Però, grazie alla risurrezione di Gesù, Dio ha trasformato ciò che era corruttibile e mortale in incorruttibile e immortale. Quando Dio ha risuscitato Gesù dai morii e gli ha elargito una nuova vita eterna, ha anche reso possibile che ogni essere umano fosse risuscitato dai morti e partecipasse alla vita nuova ed eterna. Il corpo umano morirà e si decomporrà, ma Dio ha dimostrato che questa non è la fine. 

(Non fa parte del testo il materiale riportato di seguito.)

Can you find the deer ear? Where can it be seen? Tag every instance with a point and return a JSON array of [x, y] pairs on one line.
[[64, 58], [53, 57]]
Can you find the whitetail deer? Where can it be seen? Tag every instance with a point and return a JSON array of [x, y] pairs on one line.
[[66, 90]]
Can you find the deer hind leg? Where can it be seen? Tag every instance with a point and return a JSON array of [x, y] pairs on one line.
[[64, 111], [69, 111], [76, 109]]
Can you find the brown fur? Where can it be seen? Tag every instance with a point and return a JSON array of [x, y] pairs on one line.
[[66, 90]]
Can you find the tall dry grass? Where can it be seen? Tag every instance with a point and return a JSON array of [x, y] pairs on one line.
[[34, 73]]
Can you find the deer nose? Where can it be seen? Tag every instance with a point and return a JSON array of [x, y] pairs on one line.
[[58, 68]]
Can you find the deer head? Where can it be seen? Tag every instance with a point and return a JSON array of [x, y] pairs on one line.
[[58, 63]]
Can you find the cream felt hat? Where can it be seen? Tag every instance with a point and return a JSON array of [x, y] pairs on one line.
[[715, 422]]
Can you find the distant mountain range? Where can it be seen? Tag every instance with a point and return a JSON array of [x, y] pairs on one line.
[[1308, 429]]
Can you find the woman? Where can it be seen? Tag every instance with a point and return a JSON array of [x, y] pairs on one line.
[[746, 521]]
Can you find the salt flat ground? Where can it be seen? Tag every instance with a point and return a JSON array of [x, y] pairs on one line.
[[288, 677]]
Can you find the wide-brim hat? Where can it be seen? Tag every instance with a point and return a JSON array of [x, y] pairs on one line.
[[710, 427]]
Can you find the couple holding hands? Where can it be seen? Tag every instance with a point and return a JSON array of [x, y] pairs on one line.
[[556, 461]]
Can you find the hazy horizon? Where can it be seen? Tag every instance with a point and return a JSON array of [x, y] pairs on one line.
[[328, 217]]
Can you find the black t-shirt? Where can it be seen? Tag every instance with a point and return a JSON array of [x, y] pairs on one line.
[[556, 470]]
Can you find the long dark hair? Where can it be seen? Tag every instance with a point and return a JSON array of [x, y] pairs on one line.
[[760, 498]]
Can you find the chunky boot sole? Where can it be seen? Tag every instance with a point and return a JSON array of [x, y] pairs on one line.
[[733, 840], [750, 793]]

Dio ha sconfitto la morte risuscitando Gesù dai morti. Ha rivestito il corpo risorto di Gesù di incorruttibilità e di immortalità. La morte ha perduto la battaglia; Dio ha riportato vittoria. Dopo Gesù, Maria è stata la prima a risorgere e ad essere rivestita della vita incorruttibile ed immortale di Dio. Quello che Dio ha fatto per Gesù e per Maria sarà fatto per ogni credente.

Lc 11,27-28
Beato il grembo che ti ha portato!

Dal Vangelo secondo Luca

In quel tempo, mentre Gesù parlava alle folle, una donna dalla folla alzò la voce e gli disse: «Beato il grembo che ti ha portato e il seno che ti ha allattato!».
Ma egli disse: «Beati piuttosto coloro che ascoltano la parola di Dio e la osservano!».